Big Census job cuts hit especially hard in Southern states

As the 2010 Census count winds down, the agency which has employed over 700,000 people over the last two years -- a vital boost during the Great Recession -- is now laying off most of its employees, as The New York Times reports:

Now, its decennial work largely done, the Census Bureau is shedding hundreds of thousands of workers -- about 225,000 in just the last few weeks, enough to account for a jot or two in the unemployment rate, say federal economists. Most of those remaining will be gone by August; a few will last into September.
 

Economists are saying the impact of the "Census effect" on overall unemployment numbers will be minor, in part because many working for the Census -- around half -- held other part-time jobs.

But there's no doubt that public Census jobs have been a critical source of work and income, especially in hard-hit regions like the South.

According to a Facing South analysis, about a third of Census jobs in June 2010 were in three of the Census regional offices -- Charlotte, Atlanta and Dallas -- covering 11 Southern states.

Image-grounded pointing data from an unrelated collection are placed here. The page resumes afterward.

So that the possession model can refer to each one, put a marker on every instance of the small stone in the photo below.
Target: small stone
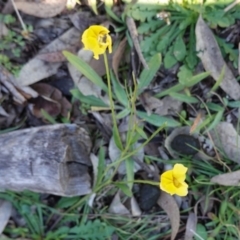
(149, 195)
(185, 144)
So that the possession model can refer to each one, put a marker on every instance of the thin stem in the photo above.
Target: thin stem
(111, 101)
(19, 17)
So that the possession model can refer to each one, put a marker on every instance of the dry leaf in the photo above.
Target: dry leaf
(86, 86)
(20, 93)
(5, 213)
(191, 226)
(135, 209)
(196, 122)
(213, 62)
(37, 69)
(115, 153)
(51, 100)
(42, 8)
(169, 205)
(117, 207)
(226, 138)
(53, 56)
(228, 179)
(117, 57)
(165, 106)
(3, 30)
(131, 25)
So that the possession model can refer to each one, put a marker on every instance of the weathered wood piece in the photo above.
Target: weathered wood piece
(49, 159)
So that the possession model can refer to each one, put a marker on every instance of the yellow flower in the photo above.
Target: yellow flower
(97, 39)
(173, 181)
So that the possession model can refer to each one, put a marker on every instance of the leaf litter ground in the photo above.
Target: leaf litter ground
(190, 92)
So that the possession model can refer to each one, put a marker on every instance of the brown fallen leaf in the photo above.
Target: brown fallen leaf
(227, 179)
(42, 8)
(117, 207)
(226, 138)
(196, 122)
(162, 107)
(169, 205)
(3, 30)
(212, 60)
(131, 25)
(37, 69)
(51, 100)
(54, 56)
(5, 213)
(191, 226)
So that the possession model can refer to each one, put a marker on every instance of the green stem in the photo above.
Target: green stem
(115, 128)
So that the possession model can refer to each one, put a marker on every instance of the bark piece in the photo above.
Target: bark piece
(49, 159)
(213, 62)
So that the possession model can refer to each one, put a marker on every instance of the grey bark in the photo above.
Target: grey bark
(49, 159)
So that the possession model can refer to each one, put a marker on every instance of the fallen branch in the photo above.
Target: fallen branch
(49, 159)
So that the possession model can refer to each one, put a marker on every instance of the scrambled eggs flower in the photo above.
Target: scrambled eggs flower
(97, 39)
(173, 181)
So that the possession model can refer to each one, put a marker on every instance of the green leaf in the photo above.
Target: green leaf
(147, 75)
(108, 7)
(191, 58)
(176, 88)
(101, 166)
(123, 113)
(184, 98)
(234, 104)
(165, 40)
(48, 117)
(201, 231)
(66, 202)
(119, 91)
(116, 138)
(124, 188)
(169, 59)
(91, 100)
(92, 230)
(85, 69)
(215, 107)
(129, 163)
(157, 120)
(179, 49)
(215, 122)
(196, 79)
(184, 75)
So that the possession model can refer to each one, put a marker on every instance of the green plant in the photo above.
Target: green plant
(174, 36)
(11, 44)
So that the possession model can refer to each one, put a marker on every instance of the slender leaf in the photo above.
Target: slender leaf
(184, 98)
(91, 100)
(158, 121)
(119, 91)
(86, 70)
(147, 75)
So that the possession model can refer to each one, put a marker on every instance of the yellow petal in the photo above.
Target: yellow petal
(182, 190)
(109, 42)
(168, 187)
(179, 172)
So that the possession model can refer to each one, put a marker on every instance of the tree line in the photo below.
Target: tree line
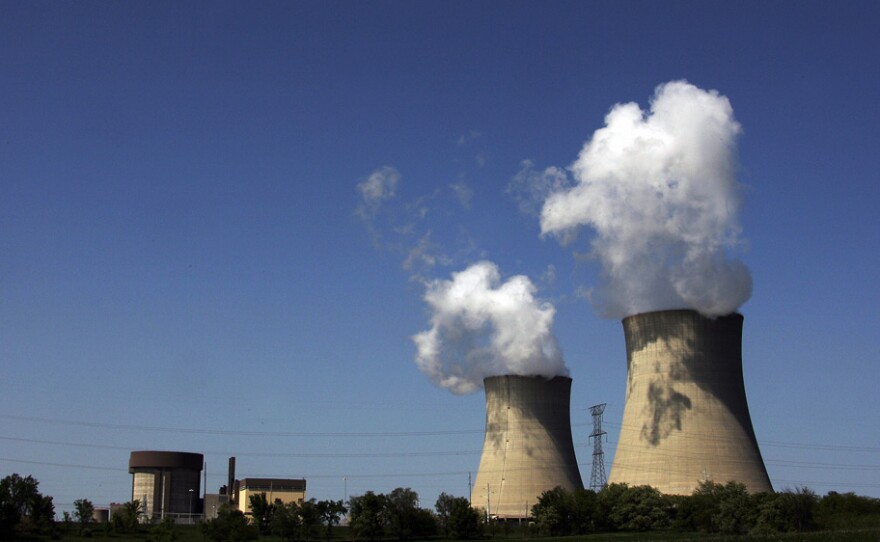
(712, 508)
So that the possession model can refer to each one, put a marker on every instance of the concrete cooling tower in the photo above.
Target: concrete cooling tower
(686, 418)
(528, 447)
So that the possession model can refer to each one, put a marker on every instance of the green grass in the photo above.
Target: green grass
(194, 534)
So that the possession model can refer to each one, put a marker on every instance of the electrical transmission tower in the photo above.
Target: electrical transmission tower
(598, 480)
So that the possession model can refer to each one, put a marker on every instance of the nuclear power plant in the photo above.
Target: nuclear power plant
(166, 483)
(528, 447)
(686, 418)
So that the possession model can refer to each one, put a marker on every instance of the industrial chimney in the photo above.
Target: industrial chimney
(686, 418)
(528, 447)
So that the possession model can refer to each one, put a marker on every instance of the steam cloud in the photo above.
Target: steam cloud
(659, 189)
(481, 327)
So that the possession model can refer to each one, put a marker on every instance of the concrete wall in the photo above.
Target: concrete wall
(528, 447)
(686, 417)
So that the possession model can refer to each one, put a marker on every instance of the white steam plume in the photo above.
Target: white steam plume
(481, 327)
(659, 189)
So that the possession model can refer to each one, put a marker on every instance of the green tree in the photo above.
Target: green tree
(404, 517)
(443, 506)
(229, 526)
(164, 531)
(583, 511)
(400, 507)
(331, 513)
(837, 510)
(553, 513)
(465, 521)
(786, 512)
(287, 521)
(84, 510)
(637, 508)
(24, 511)
(367, 516)
(310, 518)
(128, 517)
(261, 511)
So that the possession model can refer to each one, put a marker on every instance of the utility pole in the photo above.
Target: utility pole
(598, 480)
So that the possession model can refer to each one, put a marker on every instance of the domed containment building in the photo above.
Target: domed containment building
(686, 417)
(166, 483)
(528, 447)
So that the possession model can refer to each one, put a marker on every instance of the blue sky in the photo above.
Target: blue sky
(184, 266)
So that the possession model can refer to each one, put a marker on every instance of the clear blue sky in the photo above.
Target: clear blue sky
(183, 265)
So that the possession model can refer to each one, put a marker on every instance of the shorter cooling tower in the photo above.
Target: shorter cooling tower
(686, 418)
(528, 448)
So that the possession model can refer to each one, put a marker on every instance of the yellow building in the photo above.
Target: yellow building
(283, 489)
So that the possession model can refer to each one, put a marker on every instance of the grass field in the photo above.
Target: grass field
(194, 534)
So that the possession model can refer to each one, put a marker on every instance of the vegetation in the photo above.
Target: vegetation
(618, 512)
(24, 512)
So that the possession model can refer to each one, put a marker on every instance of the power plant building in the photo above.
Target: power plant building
(166, 483)
(686, 418)
(528, 447)
(283, 489)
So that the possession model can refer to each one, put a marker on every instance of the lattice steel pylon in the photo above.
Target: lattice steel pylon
(598, 480)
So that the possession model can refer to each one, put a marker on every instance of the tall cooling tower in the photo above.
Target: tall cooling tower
(528, 447)
(686, 417)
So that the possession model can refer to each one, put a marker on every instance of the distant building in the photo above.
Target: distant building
(283, 489)
(167, 484)
(213, 502)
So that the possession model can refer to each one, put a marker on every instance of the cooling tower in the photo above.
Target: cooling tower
(686, 418)
(528, 447)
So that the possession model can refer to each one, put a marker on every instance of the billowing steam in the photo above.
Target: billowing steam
(481, 327)
(659, 189)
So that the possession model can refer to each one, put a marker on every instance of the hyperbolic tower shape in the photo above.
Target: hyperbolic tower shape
(528, 447)
(686, 417)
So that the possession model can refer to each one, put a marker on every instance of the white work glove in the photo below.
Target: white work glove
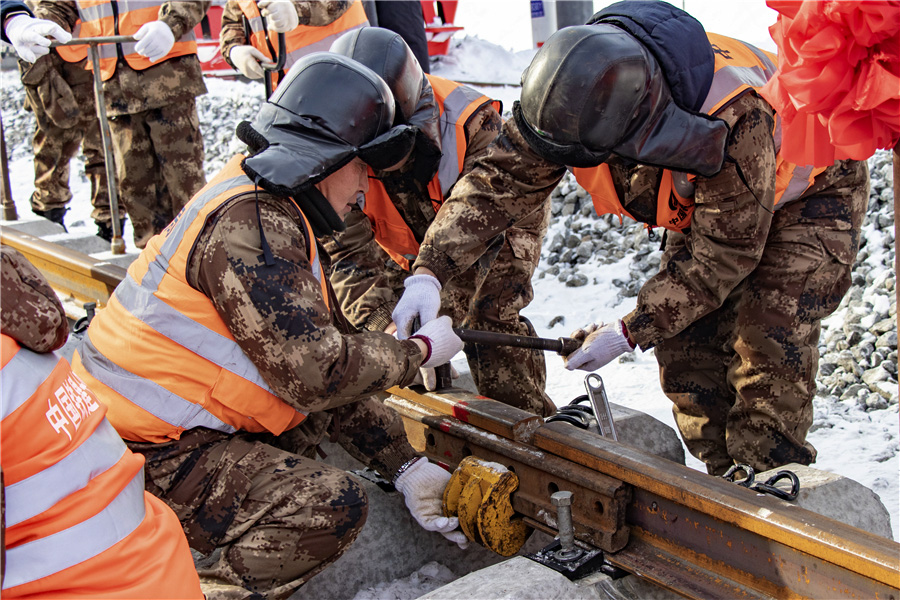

Those three Southern offices also accounted for over 37 percent of the Census jobs lost during the month.

Here's a chart showing how many jobs each regional office employed weekly in June:

Southern Census Job Losses.JPG

Consider the impact in a place like the Atlanta regional office, which covers Alabama, Florida and Georgia. In June it went from employing the most Census workers in the country -- over 48,000 -- to just over 13,000, a 73 percent drop. That's especially devastating in places like Florida, which has an 11.7 percent jobless rate.

The same is true for the Charlotte office, which saw its Census workforce contract by 80% in June. That office covers Kentucky, North Carolina, South Carolina (11 percent unemployed), Tennessee and Virginia

And what about the Dallas office, covering the Gulf Coast states of Louisiana, Mississippi and Texas? Losing half of their Census workforce will be especially devastating in a region that faces thousands of lost jobs and billions in economic damage from the BP oil disaster.